The Donna Karan skirt is muted brown and black. There’s nothing illegal about using designs like these as long as they’re not labeled as being made by Seminoles. (Patterns on clothing can be copyrighted but traditional Native American designs like Seminole patchwork frequently don’t qualify for copyright protection because they are the collective work of a community of creators that has evolved over generations.)
Designers borrow from each other all the time. In fact, designs have spread from one Native American tribe to the other. The Seminoles may have even gotten some of their original inspiration for capes and skirts from European styles. And Seminole designs became more elaborate with the advent of the sewing machine at the beginning 20th century. Author, historian and archivist Patsy West is an expert on Seminole history.
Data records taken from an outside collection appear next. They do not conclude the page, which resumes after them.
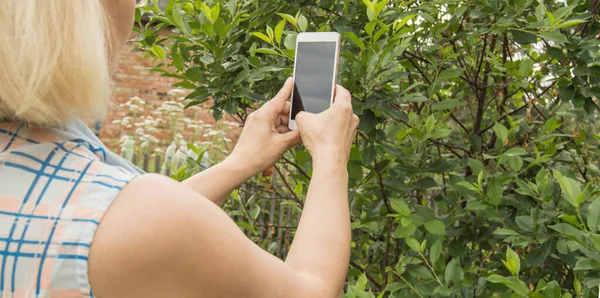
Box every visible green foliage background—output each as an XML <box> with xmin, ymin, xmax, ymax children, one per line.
<box><xmin>136</xmin><ymin>0</ymin><xmax>600</xmax><ymax>296</ymax></box>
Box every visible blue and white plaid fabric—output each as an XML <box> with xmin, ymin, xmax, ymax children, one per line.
<box><xmin>0</xmin><ymin>122</ymin><xmax>139</xmax><ymax>297</ymax></box>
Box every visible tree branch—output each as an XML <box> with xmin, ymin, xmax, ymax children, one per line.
<box><xmin>274</xmin><ymin>166</ymin><xmax>304</xmax><ymax>208</ymax></box>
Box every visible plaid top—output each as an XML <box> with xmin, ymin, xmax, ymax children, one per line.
<box><xmin>0</xmin><ymin>122</ymin><xmax>139</xmax><ymax>297</ymax></box>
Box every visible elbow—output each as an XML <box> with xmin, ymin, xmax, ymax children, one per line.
<box><xmin>295</xmin><ymin>272</ymin><xmax>342</xmax><ymax>298</ymax></box>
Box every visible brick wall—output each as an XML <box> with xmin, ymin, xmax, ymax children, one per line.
<box><xmin>98</xmin><ymin>30</ymin><xmax>241</xmax><ymax>153</ymax></box>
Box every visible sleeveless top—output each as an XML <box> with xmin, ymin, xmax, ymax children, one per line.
<box><xmin>0</xmin><ymin>121</ymin><xmax>141</xmax><ymax>297</ymax></box>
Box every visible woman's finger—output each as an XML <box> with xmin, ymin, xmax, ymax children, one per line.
<box><xmin>279</xmin><ymin>114</ymin><xmax>289</xmax><ymax>127</ymax></box>
<box><xmin>333</xmin><ymin>85</ymin><xmax>351</xmax><ymax>106</ymax></box>
<box><xmin>276</xmin><ymin>125</ymin><xmax>291</xmax><ymax>134</ymax></box>
<box><xmin>282</xmin><ymin>102</ymin><xmax>290</xmax><ymax>116</ymax></box>
<box><xmin>263</xmin><ymin>78</ymin><xmax>293</xmax><ymax>114</ymax></box>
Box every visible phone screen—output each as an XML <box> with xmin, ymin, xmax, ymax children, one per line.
<box><xmin>291</xmin><ymin>41</ymin><xmax>337</xmax><ymax>119</ymax></box>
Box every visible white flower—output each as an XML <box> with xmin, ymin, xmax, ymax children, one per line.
<box><xmin>168</xmin><ymin>89</ymin><xmax>187</xmax><ymax>98</ymax></box>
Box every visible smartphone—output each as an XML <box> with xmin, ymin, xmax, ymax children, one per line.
<box><xmin>288</xmin><ymin>32</ymin><xmax>341</xmax><ymax>130</ymax></box>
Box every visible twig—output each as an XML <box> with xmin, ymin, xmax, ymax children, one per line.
<box><xmin>274</xmin><ymin>166</ymin><xmax>304</xmax><ymax>208</ymax></box>
<box><xmin>282</xmin><ymin>156</ymin><xmax>311</xmax><ymax>180</ymax></box>
<box><xmin>349</xmin><ymin>260</ymin><xmax>383</xmax><ymax>289</ymax></box>
<box><xmin>374</xmin><ymin>159</ymin><xmax>392</xmax><ymax>213</ymax></box>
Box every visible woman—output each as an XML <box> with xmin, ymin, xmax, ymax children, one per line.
<box><xmin>0</xmin><ymin>0</ymin><xmax>359</xmax><ymax>297</ymax></box>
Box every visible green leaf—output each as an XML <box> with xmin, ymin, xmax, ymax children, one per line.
<box><xmin>227</xmin><ymin>0</ymin><xmax>237</xmax><ymax>15</ymax></box>
<box><xmin>403</xmin><ymin>93</ymin><xmax>428</xmax><ymax>102</ymax></box>
<box><xmin>233</xmin><ymin>70</ymin><xmax>250</xmax><ymax>85</ymax></box>
<box><xmin>487</xmin><ymin>275</ymin><xmax>530</xmax><ymax>297</ymax></box>
<box><xmin>406</xmin><ymin>237</ymin><xmax>422</xmax><ymax>253</ymax></box>
<box><xmin>274</xmin><ymin>20</ymin><xmax>286</xmax><ymax>45</ymax></box>
<box><xmin>494</xmin><ymin>228</ymin><xmax>520</xmax><ymax>236</ymax></box>
<box><xmin>251</xmin><ymin>48</ymin><xmax>279</xmax><ymax>55</ymax></box>
<box><xmin>457</xmin><ymin>181</ymin><xmax>482</xmax><ymax>193</ymax></box>
<box><xmin>549</xmin><ymin>223</ymin><xmax>585</xmax><ymax>243</ymax></box>
<box><xmin>505</xmin><ymin>247</ymin><xmax>520</xmax><ymax>276</ymax></box>
<box><xmin>444</xmin><ymin>259</ymin><xmax>464</xmax><ymax>285</ymax></box>
<box><xmin>519</xmin><ymin>59</ymin><xmax>534</xmax><ymax>77</ymax></box>
<box><xmin>394</xmin><ymin>14</ymin><xmax>417</xmax><ymax>31</ymax></box>
<box><xmin>553</xmin><ymin>5</ymin><xmax>576</xmax><ymax>21</ymax></box>
<box><xmin>200</xmin><ymin>2</ymin><xmax>213</xmax><ymax>23</ymax></box>
<box><xmin>433</xmin><ymin>99</ymin><xmax>466</xmax><ymax>110</ymax></box>
<box><xmin>430</xmin><ymin>240</ymin><xmax>442</xmax><ymax>265</ymax></box>
<box><xmin>266</xmin><ymin>25</ymin><xmax>274</xmax><ymax>42</ymax></box>
<box><xmin>395</xmin><ymin>223</ymin><xmax>417</xmax><ymax>238</ymax></box>
<box><xmin>429</xmin><ymin>128</ymin><xmax>452</xmax><ymax>139</ymax></box>
<box><xmin>536</xmin><ymin>169</ymin><xmax>549</xmax><ymax>194</ymax></box>
<box><xmin>211</xmin><ymin>3</ymin><xmax>220</xmax><ymax>24</ymax></box>
<box><xmin>284</xmin><ymin>33</ymin><xmax>297</xmax><ymax>50</ymax></box>
<box><xmin>390</xmin><ymin>198</ymin><xmax>411</xmax><ymax>216</ymax></box>
<box><xmin>574</xmin><ymin>259</ymin><xmax>600</xmax><ymax>271</ymax></box>
<box><xmin>553</xmin><ymin>170</ymin><xmax>582</xmax><ymax>208</ymax></box>
<box><xmin>503</xmin><ymin>147</ymin><xmax>528</xmax><ymax>156</ymax></box>
<box><xmin>539</xmin><ymin>31</ymin><xmax>568</xmax><ymax>45</ymax></box>
<box><xmin>591</xmin><ymin>233</ymin><xmax>600</xmax><ymax>250</ymax></box>
<box><xmin>437</xmin><ymin>68</ymin><xmax>465</xmax><ymax>81</ymax></box>
<box><xmin>344</xmin><ymin>32</ymin><xmax>365</xmax><ymax>50</ymax></box>
<box><xmin>356</xmin><ymin>273</ymin><xmax>368</xmax><ymax>291</ymax></box>
<box><xmin>278</xmin><ymin>13</ymin><xmax>297</xmax><ymax>28</ymax></box>
<box><xmin>554</xmin><ymin>18</ymin><xmax>587</xmax><ymax>29</ymax></box>
<box><xmin>527</xmin><ymin>240</ymin><xmax>554</xmax><ymax>267</ymax></box>
<box><xmin>588</xmin><ymin>197</ymin><xmax>600</xmax><ymax>233</ymax></box>
<box><xmin>250</xmin><ymin>206</ymin><xmax>261</xmax><ymax>220</ymax></box>
<box><xmin>468</xmin><ymin>158</ymin><xmax>485</xmax><ymax>176</ymax></box>
<box><xmin>250</xmin><ymin>32</ymin><xmax>273</xmax><ymax>45</ymax></box>
<box><xmin>149</xmin><ymin>45</ymin><xmax>166</xmax><ymax>60</ymax></box>
<box><xmin>511</xmin><ymin>30</ymin><xmax>538</xmax><ymax>44</ymax></box>
<box><xmin>487</xmin><ymin>178</ymin><xmax>503</xmax><ymax>206</ymax></box>
<box><xmin>466</xmin><ymin>202</ymin><xmax>488</xmax><ymax>211</ymax></box>
<box><xmin>494</xmin><ymin>122</ymin><xmax>509</xmax><ymax>142</ymax></box>
<box><xmin>348</xmin><ymin>162</ymin><xmax>363</xmax><ymax>180</ymax></box>
<box><xmin>359</xmin><ymin>109</ymin><xmax>377</xmax><ymax>133</ymax></box>
<box><xmin>297</xmin><ymin>14</ymin><xmax>308</xmax><ymax>32</ymax></box>
<box><xmin>507</xmin><ymin>156</ymin><xmax>524</xmax><ymax>171</ymax></box>
<box><xmin>424</xmin><ymin>220</ymin><xmax>446</xmax><ymax>235</ymax></box>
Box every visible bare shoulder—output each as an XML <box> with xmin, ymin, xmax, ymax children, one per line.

“The Seminoles were very terrifically innovative (with cloth). And with the sewing machines that were purchased from Stranahan’s trading post here in Fort Lauderdale, or from Brickells in Miami and from my great-grandfather’s William Freeman trading post here on Little River — they started making their same pattern but with little twists. And every time they put in a little extra something, we ended up with patchwork.”
The designs became known as “fire,” “rain,” “mountain,” and so on. Tourists enthusiastically bought Seminole patchwork clothing on trips to Florida. Then, a missionary named Deaconess Bedell, in Everglades City, took Seminole and Miccosukee clothing up to New York to sell in the 1930s. They caught on. Native American patterns have always had appeal.
In recent years, designers from Isaac Mizrahi to Jeremy Scott have gotten in trouble for appropriation of symbols like totem poles. Donna Karan herself, however, has won praise for collaborating with a Native artist, Virgil Ortiz, from the Cochiti Pueblo in New Mexico. A decade later, Donna Karan acknowledged Haitian artisans, where she’s worked extensively with local people. In a 2012 clip in an interview on YouTube, Karan tells Neiman Marcus creative director Ken Downing that she wants to pay homage to those who are her catalysts.
“If I couldn’t do that, I don’t think I’d design,” Karan says in the interview. “I don’t just think about designing. I hope that I inspire other people. I hope I inspire people to think about design not just as a business, but as somebody’s heart and soul.”
And, as cultural heritage.
Kathleen Ash-Milby is a curator at the New York branch of the Smithsonian National Museum of the American Indian, and a Navajo tribal member.
“As far as drawing inspiration, I don’t think we can say that anything is wrong about being inspired by Native art and expression. I think the issue is when things are copied to such a degree that it is very very apparent that this is not [the designer’s] idea. It still has a very strong association with a community which is the originator, and that should be acknowledged.”
It works best, says Ash-Milby, when designers and artisans can be introduced ahead of a project. Giving “credit” can mean anything from naming a tribe to paying for work or a share of the profits.
In Florida, Jessica Osceola agreed recently to collaborate with a San Francisco company on a line of children’s clothes, which approached her through the tribe’s Ah-Tah-Thi-Ki Museum on the Big Cypress Reservation in Clewiston, Fla.
As far as Karan, Osceola says, “I can’t beat her… but what I can do is plant a seed… and just try to foster that seed… so for me, a little bit of recognition, with me, goes a long way. I just wanted them to say, ‘Seminole-inspired.'”
Later in the spring, the curators of the New York branch of the Smithsonian’s National Museum of the American Indian will tackle appropriation head-on with tribal designers from around the country in a symposium with the Fashion Institute of Technology in New York, on April 22. And Donna Karan has been invited to be a speaker.
This story was produced with support from the Florida Council for the Humanities.